Today, where the Safeway Grocery Store once stood at 1304 Kansas Ave., the Barton County Health Department now stands.
It clearly wasn’t a good week for food stores in Great Bend. By midweek, another establishment, The Midget Market, “was literally taken apart at the seams by a gas explosion...that rocked the building causing an estimated $1,600 damage, however owner Elden LeMay, the only occupant at the time, was not hurt.” It was determined the cause was a gas leak near the meat counter that sparked.
The Midget Market was located at 2617 Tenth St. (right about where 10th Street Eyecare Center is today) across the street at Corbett and Barbour Drilling Company’s office, mechanic E.H. Sheldon was looking out the window at the time.
“The building seemed to go up in the air and sort of float there ad at the same time, LeMay came flying out the front door,” he said.
The fire chief noted that $600 damage was done to the building. It would need to be rebuilt, but on the upside, the lumber had not been damaged.
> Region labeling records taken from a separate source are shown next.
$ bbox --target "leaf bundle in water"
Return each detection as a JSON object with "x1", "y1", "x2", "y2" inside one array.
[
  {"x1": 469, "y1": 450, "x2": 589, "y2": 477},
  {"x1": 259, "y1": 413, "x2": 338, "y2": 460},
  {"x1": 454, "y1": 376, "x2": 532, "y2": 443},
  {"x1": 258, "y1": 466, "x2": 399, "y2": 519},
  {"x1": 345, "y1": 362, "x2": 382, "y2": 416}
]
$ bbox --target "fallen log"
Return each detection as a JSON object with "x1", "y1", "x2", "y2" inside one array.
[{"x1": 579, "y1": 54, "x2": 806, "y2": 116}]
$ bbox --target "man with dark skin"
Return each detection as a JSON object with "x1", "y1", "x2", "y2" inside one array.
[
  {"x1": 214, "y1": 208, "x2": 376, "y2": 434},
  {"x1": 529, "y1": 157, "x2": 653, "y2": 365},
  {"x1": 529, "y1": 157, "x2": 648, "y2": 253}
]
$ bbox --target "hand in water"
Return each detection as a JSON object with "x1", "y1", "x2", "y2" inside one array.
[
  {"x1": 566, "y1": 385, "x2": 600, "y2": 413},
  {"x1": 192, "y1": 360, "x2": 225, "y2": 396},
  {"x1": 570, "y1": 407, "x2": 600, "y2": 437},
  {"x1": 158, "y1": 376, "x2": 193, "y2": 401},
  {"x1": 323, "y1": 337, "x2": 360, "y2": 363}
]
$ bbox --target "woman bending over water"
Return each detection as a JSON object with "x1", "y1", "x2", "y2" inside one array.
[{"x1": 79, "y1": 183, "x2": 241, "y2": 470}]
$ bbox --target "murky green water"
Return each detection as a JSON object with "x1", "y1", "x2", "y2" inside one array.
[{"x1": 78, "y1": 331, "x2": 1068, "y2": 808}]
The other $1,000 damage had been done to LeMay’s stock, including cans and bottles thrown to the floor and display store shelves and the store left in a general “jumbled-up appearance.” Glass from the windows was shattered and blown as far as 50 feet in all directions from the building, it was noted.
The Great Bend Tribune noted it was “the third grocery casualty...in a little more than two months.”
Just for fun
With cold and ice on the way this week, here is a little article found in the 1947 Tribune that offers yet another way ice can be deadly:
Chicago (AP) - A huge icicle fell 75 feet from the roof of a Carnegie-Illinois Steel corp building yesterday and struck and killed Alva Teskey, 44, who was repairing an outside door. The icicle’s point pierced his skull and he was dead when removed to the company hospital.
Ouch! Remember to keep an eye out for dangerous icicles, and don’t forget to keep some salt or sand on hand to provide traction on slick sidewalks and drives for the next few days. Better yet, stay in if you can.